The paradox of reason, which makes reason an evolutionary curse rather than just a gift, is that we live mainly in the ideational home we make in our heads, but those ideas eventually lead us to recognize that our heads are empty of anything with which we’d prefer to identify ourselves. Reason thus evicts us from our homes, kicking us to the curb, whereupon we may wander the cultural byways as outsiders, unable to lose the selves we cease to believe in in the cultural products that cater to the mass delusions. As least, that’s one path for the evicted to travel. Another is for them to sneak back into their homes, to forget that they don’t belong there and to pretend that they’re full-fledged home owners even though they know they’re dressed in rags and smell like urine. That’s an illustration of the difference between existential authenticity and inauthenticity….

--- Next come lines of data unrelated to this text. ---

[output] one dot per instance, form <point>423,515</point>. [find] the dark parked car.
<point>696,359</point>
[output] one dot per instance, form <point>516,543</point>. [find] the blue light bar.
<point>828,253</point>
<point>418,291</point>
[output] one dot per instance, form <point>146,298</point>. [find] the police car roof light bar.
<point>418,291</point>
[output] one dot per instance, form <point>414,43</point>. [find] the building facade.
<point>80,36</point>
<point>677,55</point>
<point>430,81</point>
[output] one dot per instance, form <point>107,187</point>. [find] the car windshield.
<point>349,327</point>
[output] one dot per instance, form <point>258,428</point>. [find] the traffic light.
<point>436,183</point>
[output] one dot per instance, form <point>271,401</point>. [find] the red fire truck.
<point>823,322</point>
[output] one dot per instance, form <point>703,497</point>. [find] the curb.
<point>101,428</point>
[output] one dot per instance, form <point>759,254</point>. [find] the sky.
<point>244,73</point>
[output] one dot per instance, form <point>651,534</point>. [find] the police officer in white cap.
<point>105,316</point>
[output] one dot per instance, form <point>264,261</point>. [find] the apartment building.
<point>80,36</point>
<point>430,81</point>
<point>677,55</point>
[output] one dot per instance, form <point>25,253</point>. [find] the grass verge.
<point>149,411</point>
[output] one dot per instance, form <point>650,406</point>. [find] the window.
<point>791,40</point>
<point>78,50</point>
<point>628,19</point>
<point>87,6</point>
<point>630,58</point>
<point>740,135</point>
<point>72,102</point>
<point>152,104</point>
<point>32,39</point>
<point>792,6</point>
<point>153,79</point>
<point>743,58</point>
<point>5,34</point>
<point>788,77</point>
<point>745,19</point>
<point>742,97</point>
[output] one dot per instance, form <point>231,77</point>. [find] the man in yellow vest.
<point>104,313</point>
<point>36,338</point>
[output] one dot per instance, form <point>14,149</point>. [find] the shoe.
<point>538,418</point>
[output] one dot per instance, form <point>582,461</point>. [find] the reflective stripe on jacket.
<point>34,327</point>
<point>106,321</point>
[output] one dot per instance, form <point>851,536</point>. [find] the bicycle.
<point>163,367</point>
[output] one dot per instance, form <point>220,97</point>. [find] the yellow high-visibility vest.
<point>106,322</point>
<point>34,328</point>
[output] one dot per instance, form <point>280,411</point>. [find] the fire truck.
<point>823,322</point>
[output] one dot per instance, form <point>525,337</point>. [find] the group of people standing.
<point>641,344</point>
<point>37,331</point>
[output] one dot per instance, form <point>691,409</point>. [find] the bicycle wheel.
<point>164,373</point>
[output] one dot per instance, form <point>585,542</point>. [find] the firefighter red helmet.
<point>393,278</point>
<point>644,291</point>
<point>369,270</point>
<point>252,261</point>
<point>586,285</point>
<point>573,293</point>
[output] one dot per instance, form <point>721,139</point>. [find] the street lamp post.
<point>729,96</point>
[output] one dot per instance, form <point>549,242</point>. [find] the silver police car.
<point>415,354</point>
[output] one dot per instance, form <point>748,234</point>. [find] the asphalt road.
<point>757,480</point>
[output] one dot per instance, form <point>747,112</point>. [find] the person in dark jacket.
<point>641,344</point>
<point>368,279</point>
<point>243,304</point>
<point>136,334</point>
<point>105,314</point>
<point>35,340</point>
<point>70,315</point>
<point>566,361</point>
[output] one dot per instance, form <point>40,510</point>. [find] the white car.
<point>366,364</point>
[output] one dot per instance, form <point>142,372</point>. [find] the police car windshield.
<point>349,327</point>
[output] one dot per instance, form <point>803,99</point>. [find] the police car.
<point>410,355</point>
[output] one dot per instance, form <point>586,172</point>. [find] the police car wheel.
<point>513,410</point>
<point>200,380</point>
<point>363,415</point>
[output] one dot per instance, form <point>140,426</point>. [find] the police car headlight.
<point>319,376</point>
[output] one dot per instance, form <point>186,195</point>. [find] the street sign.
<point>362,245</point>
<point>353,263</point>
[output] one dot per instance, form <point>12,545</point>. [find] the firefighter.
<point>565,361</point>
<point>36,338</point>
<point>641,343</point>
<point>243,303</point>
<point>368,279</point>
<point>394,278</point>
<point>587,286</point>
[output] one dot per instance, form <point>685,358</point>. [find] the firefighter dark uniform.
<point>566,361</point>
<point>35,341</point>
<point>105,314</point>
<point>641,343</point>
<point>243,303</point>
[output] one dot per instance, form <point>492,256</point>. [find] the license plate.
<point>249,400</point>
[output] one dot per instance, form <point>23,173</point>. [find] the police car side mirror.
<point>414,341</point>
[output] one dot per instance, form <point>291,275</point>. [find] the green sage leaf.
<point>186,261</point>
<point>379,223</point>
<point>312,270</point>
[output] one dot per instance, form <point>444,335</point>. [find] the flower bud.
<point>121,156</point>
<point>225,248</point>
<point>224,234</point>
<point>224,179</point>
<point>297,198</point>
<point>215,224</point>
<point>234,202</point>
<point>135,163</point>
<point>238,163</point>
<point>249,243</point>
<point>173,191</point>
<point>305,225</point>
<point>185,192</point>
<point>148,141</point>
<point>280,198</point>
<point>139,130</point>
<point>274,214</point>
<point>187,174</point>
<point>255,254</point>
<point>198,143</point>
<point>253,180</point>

I want to consider some possible refuges for those who are existentially homeless. The most likely scenario, I fear, is the dark one that RSB speaks of and that is in fact a staple of dark science fiction. In this scenario, most people are reduced to the inauthentic state. What may happen, then, is that the majority either aren’t permitted to understand the natural facts of human identity or they prefer not to understand them, in which case they become subhuman: slaves to the technocrats who perfect technoscientific means of engineering cultural and mental spaces to suit the twisted purposes of the sociopathic oligarchs that tend to rule; automatons trained to consume material goods like cattle, whose manifest image functions as a blinder to keep them on the straight and narrow path; or hypocrites who have the opportunity and intelligence to recognize the sad truth but prefer what the philosopher Robert Nozick calls the Happiness Machine (the capitalistic monoculture) and so suffer from severe cognitive dissonance and a kind of Stockholm Syndrome. These aren’t dubious predictions, but are descriptions of what most people, to some extent, are currently like in modern societies. The prediction is only that these dynamics will be intensified and perhaps perfected, so that we’d have on our hands the technoscientific dystopia described by Orwell, Huxley, and others. I should add that on a Lovecraftian view, it’s possible that human scientific control of our nature will never be absolute, because part of our nature may fall within the ambit of reality that transcends our comprehension.

Is there a more favourable outcome? Many transhumanists speak optimistically about a mergence between our biological body and our extended, technological one. If we aren’t immaterial spirits who pass on to a supernatural realm after our physical death, we can still approximate that dualistic dream with technoscience. We can build heaven on earth and deify ourselves with superhuman knowledge and power; cast off our genetic leash/noose, through genetic engineering; overcome all natural obstacles through the internet’s dissemination of knowledge and nanoengineering; and even live forever by downloading our mental patterns into machines. In short, even though the manifest image of a conscious, rational, free, and immortal self is currently only an illusion that conceals the biological reality, the hope is that technoscience can actually make us more rational, conscious, free, and immortal than we’ve ever imagined. Of course, there are many empirical questions as to the feasibility of various technologies, and there’s also the dystopian or perhaps just realistic scenario in which such godlike power benefits the minority at the majority’s expense. But there’s also the preliminary question of the existential significance of optimistic transhumanism, granting at least the possibility of that future. How should we understand the evolutionary stage in which we set aside our dualistic myths and merge fully with our technology to become more efficient natural machines? Indeed, how would such transhumans think of themselves, given that they’d no longer entertain the manifest image?